In the United States, 1.84 million people have type 1 diabetes with 21% increase in diagnosis between 2001 and 2009, and 5 million people expected to be diagnosed by 2050.
Patients with established type 1 diabetes can benefit from beta cell replacement through transplantation of islets obtained from organ donors or stem cell-derived islets. This procedure restores a patient’s ability to produce their own insulin, which eliminates the need for insulin injections, improves metabolic control and quality of life, and reduces long-term complications. However, the procedure is currently performed only in patients with severe type 1 diabetes due to the unavoidable side effects of the chronic systemic immunosuppression needed to prevent islet rejection and recurrence of autoimmunity.
In my lab, we are evaluating innovative approaches for encapsulation using our innovative platform for islet microencapsulation through conformal coating, (Fig.1A1) and localized immunomodulation using tolerogenic stromal cells (Fig.1A2) and/or biomaterials (Fig.1A3) to prevent islet rejection and recurrence of autoimmunity while sparing patients’ overall immunity. In doing so, these approaches will increase the safety and accessibility of islet transplantation for patients with established type 1 diabetes.
We are testing these approaches in preclinical animal models of type 1 diabetes, and the approaches we are testing have high clinical translatability since the coating biomaterials and the drugs we are testing are clinically approved, and the stromal cells can be isolated from patients with type 1 diabetes through minimally invasive procedures.
If successful, our approach can address the remaining challenges of β cell replacement for patients with type 1 diabetes by eliminating the need for chronic systemic immunosuppression and can be used in combination with some of the most innovative approaches, including transplantation of stem cell derived β cells and extrahepatic islet transplantation.
Dysregulation in immune tolerance mechanisms leading to unbridled reactivity to self-antigens precipitates tissue damage, functional loss, and multi-organ afflictions and culminate in autoimmune diseases, whose societal impact, exemplified by conditions such as type 1 diabetes, underscores the need for innovative approaches capable of safely and selectively modulating immune cells responsible for driving pathogenic processes.

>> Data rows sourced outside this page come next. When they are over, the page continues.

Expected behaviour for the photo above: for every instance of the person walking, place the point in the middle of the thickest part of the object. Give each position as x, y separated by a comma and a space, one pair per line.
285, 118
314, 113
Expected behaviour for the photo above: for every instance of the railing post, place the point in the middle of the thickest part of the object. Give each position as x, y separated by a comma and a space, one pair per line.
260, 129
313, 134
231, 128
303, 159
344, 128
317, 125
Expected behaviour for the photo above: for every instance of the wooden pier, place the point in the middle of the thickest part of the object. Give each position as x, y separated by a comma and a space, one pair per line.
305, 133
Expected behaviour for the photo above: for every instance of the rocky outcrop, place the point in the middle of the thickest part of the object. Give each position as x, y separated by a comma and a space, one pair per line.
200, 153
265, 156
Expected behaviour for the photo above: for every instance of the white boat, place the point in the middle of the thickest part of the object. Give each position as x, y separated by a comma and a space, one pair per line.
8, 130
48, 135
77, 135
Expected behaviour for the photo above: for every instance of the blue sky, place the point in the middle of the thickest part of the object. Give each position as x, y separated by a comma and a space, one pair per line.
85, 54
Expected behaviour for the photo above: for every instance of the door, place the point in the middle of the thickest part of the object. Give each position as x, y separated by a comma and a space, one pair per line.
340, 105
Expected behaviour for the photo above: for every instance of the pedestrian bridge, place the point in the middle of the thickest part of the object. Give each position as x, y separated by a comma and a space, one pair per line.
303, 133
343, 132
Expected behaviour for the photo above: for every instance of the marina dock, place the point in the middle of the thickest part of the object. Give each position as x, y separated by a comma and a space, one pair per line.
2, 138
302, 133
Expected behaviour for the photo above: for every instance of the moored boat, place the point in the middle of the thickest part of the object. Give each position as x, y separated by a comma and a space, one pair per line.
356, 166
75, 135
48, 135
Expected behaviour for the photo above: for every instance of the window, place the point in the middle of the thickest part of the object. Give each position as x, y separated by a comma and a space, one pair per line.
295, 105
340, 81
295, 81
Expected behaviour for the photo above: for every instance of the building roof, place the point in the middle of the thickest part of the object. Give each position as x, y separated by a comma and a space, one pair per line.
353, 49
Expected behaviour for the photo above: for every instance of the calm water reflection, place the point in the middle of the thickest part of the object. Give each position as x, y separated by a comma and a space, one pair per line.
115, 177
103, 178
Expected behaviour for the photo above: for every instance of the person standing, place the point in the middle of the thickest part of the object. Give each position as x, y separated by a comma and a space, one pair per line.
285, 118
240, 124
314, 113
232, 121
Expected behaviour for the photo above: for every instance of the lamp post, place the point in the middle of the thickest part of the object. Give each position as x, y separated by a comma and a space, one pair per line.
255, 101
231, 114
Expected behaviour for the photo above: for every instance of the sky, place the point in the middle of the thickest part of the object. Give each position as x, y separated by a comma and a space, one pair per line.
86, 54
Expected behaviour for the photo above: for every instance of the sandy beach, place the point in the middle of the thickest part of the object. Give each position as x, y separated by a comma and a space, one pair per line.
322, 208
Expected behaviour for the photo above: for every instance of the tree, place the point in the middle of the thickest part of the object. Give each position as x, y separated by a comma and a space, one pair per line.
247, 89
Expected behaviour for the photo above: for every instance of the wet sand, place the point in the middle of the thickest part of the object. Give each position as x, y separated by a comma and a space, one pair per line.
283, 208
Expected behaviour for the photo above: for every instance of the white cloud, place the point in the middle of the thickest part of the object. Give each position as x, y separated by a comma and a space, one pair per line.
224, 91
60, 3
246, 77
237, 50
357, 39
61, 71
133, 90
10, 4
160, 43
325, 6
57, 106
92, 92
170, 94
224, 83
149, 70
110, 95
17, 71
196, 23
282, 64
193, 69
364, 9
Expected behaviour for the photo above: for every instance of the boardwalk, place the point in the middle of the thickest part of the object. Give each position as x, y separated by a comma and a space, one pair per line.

Our research endeavors to advance our comprehension of lymph nodes as focal points for immune tolerance induction and aims to assess novel therapeutic strategies for autoimmune diseases, leveraging engineered stromal cells as agents for promoting tolerance (Fig.1B). By elucidating the intricacies of lymph node-mediated immune tolerance and evaluating innovative therapies, our project seeks to contribute substantively to the development of effective interventions for preventing and treating autoimmune diseases.